過去編2
おれが十二の時。近所に住んでいたお兄ちゃんが遊んでくれるようになった。理由はわからないが優しくて、かっこよくて弟しかいないおれの唯一のお兄ちゃん。
かけっこをしたり、かくれんぼをしたり2人きりだったけどとっても楽しかった。
疲れた時は、芝生に大の字で寝転んだ。草が髪や服について2人して笑いあった。
遊びの種類も広がってきて魔法を使って遊ぼうと言われ、その言葉に賛成した。
おれはまだ闇魔法の怖さを知らなかったから。
お兄ちゃんは雷の魔法で手と手の間に光の玉を作った。
パチパチこちら側へ線になって広がって、太陽みたい。
おれもこんなふうに魔法を使えるようになりたい!けど、今まで魔法を使ったことがないからどうやったらいいのか分からない。
そんな時、脳内で声が聞こえた。
《魔法を使いたいんだろう?》
「…………?」
突然静かになった俺に、お兄ちゃんは「どうしたの?」と優しく問いかける。
「なんか、頭の中で誰かが喋ってる……」
「えっ……」
お兄ちゃんの優しい笑顔がひきつり、俺を突き飛ばした瞬間。時が止まったかのように動かなくなったお兄ちゃんを黒い光が包む。
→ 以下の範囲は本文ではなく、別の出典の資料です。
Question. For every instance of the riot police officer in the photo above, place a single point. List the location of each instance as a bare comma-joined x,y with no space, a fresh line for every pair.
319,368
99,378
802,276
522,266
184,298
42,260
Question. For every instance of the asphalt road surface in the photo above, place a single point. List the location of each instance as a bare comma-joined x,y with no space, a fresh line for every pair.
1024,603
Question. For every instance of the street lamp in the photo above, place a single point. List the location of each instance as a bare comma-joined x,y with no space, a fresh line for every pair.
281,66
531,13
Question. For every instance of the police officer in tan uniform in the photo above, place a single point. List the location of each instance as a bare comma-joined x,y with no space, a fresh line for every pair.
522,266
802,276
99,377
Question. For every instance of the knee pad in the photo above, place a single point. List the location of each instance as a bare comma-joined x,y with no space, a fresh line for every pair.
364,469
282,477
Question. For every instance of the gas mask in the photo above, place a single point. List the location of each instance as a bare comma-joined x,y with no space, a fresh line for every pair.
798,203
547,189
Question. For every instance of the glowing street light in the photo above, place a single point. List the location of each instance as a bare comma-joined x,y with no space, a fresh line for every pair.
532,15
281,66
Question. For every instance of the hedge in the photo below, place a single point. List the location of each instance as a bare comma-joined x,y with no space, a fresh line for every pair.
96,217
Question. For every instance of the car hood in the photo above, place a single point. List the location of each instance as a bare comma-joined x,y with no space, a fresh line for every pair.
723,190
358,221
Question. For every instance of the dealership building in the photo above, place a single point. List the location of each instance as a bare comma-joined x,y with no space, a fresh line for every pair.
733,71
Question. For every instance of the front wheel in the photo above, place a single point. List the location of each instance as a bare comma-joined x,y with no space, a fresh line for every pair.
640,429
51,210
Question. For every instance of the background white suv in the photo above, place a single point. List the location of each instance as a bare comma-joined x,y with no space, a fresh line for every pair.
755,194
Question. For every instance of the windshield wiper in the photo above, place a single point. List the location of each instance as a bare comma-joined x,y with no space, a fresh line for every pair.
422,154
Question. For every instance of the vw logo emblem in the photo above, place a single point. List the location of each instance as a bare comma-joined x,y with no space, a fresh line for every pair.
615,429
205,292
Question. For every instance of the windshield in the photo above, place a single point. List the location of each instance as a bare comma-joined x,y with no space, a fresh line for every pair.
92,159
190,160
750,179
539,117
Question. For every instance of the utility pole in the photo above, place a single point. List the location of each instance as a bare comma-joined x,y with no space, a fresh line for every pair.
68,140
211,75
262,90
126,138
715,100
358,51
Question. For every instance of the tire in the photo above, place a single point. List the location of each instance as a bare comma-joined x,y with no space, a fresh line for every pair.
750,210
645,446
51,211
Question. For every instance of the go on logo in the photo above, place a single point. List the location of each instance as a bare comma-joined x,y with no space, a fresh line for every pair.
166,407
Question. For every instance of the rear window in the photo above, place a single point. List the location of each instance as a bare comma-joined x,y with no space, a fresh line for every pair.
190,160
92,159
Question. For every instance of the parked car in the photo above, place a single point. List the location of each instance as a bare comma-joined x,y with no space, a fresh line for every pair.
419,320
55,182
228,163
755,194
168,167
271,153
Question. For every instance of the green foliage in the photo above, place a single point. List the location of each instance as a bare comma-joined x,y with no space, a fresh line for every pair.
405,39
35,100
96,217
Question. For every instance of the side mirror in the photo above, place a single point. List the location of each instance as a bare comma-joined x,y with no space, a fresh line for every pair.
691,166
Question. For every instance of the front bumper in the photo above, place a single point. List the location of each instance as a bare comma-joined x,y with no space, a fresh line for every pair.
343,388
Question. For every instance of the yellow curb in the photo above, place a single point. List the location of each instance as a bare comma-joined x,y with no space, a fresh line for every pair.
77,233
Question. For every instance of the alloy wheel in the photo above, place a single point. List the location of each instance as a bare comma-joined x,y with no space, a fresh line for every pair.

《うん、美味い。久々のご馳走だな。これからが楽しみだ。》
お兄ちゃんの顔色がだんだん悪くなっていく。
「お兄ちゃん?……」
白目を向き、ゆっくり膝から崩れ落ちた。
おれはお兄ちゃんの頭を膝の上に乗せ、話しかけるが何も言わない。
「うっ、ぐすっ……お、にい、ちゃ……」
何もできない。お兄ちゃんはおれと遊んでくれたのに……
《……おいお前、何泣いているんだ。》
「だって、お兄ちゃんが……」
《クッ、なるほどな。お前が闇魔法を使うには犠牲が必要だ。それも、お前が大事に思ってる人ほど俺にとってはごちそうだからな。》
「こんな、魔法なんて、だれかを失うなんていやだよ。」
《魔法を使おうとしたお前のせいだな。せいぜいこれからも楽しませてくれ。それと、俺の命令に逆らったらお前の意思とは関係なくいただくからな。》
「どうして……」
おれの問いに答えることはなく。会話が終わった。
それから数日。お兄ちゃんは目を覚まさなかった。
「お兄ちゃん……」
真っ白い顔で額にはうっすら汗を浮かばせている。
時折、苦しそうな声を上げ、息を荒くする。
「はぁ、ぐっ、ふぅふぅ、たす、けっ、て……」
そのたびに胸が苦しくなる。
そしてまた数日後。お兄ちゃんは目覚めた。
「お兄ちゃん!」
涙ぐみながらもお兄ちゃんを呼ぶといつもの優しい笑顔が……やってこなかった。
大好きだった笑顔が消え、目には光がない。
何も言えないくなった俺の前でお兄ちゃんは紐で輪っかを作り、天井に結んでぶら下げた。
「……お、お兄、ちゃ、ん」
ベッドに乗っかり、輪っかに首を入れる。
「お兄ちゃん!」
おれはその場から一歩も動けなかった。
その間にお兄ちゃんはベッドから足を踏み出した。
途端に苦しみ出すお兄ちゃんは首の紐を取ろうと爪を立て傷ついた皮膚からはじわじわ血が滲んでる。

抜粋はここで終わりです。